After leaving Emerson, Ludman said he plans to work on his garden in Needham, Massachusetts, travel, and polish his golf skills.

“It’s time for me to think about spending more time with my family and looking at the next chapter of my life,” Ludman said.

He said he intends to keep busy, too, and plans to explore various options: consulting part-time for higher education institutions, advising high school students about college, or working at a search firm to recruit university administrators.

“Those are some areas I think I have the skills and experience to do,” Ludman said.

Ludman said he has received emails and letters from alumni congratulating him on his retirement and recalling their relationships with him.

“Most profound is the relationship and interactions I’ve developed with students—and now many alums—over the years,” Ludman said.

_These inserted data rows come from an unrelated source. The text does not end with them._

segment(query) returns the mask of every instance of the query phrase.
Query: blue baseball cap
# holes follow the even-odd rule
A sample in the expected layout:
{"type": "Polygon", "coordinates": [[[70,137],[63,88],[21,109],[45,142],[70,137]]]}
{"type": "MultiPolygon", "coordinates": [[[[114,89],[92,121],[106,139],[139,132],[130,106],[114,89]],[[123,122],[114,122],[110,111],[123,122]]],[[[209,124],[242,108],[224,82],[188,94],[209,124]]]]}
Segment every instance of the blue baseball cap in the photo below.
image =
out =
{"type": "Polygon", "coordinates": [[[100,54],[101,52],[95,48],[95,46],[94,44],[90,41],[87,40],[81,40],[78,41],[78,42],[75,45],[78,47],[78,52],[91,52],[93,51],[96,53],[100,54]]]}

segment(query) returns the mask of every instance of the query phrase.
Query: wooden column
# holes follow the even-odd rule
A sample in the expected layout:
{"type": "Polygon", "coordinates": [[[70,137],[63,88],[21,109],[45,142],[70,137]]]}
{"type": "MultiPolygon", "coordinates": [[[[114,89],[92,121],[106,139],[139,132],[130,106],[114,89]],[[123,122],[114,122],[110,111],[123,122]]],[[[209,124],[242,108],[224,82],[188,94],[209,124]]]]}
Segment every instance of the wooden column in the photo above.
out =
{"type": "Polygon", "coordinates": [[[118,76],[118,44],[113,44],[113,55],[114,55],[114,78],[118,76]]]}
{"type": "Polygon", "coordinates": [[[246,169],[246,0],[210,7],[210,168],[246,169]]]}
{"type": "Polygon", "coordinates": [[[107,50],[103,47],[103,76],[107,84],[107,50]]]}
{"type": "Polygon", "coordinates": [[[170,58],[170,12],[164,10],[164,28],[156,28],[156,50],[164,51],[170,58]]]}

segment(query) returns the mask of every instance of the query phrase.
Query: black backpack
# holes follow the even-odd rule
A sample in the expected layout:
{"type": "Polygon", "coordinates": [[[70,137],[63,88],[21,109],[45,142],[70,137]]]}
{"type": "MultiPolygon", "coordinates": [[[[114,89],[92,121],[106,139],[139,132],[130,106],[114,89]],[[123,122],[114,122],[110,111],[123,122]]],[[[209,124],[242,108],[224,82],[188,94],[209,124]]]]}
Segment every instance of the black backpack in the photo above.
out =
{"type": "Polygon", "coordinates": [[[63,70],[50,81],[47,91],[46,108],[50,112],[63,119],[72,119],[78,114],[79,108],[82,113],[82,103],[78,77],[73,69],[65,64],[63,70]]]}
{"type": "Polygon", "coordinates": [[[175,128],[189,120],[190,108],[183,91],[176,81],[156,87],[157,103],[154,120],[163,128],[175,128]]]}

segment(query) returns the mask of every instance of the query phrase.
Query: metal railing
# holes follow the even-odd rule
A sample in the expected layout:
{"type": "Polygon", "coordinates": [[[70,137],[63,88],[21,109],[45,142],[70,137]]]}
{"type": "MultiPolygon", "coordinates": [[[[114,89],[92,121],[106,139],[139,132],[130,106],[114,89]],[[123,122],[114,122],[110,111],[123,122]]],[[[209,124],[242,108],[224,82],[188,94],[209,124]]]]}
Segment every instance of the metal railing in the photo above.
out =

Elizabeth Rossi, who graduated from Emerson in 1989, said she remembers her time at the college and with Ludman “like it was yesterday,” and was surprised to see him last semester when dropping off her son, freshman visual and media arts major Lorenzo Rossi.

“He was really nice,” said Rossi, who was a resident adviser during her time at Emerson. “I liked him then and now.”

This multigenerational tenure is what sets Ludman apart, said Brown.

“I can’t imagine someone doing that job for all those years—the 21st century is different from the 1990s; the 1990s are different from the 1980s. Issues are different; society is different; problems are different,” Brown said. “Ron broached all of those things.”

After spending over half his life in higher education, Ludman said he has enjoyed his career.

“It’s been an incredible journey for me, personally and professionally,” Ludman said. “I really feel blessed to have the opportunity to work with some incredible colleagues across the administration and throughout the faculty.”

Dina Kleiner contributed reporting for this story.

Correction, April 23: A previous version incorrectly stated Ludman’s age and the institution from which he recieved his doctorate. He is 63, not 62, and he recieved his doctorate from Boston College, not Boston University.
Correction, May 6: A previous version incorrectly stated Ludman said the sexual harassment task force from the 1990s was disbanded.
Update, May 6: After reviewing the four sexual assault cases in the 1990s, Ludman provided an updated comment.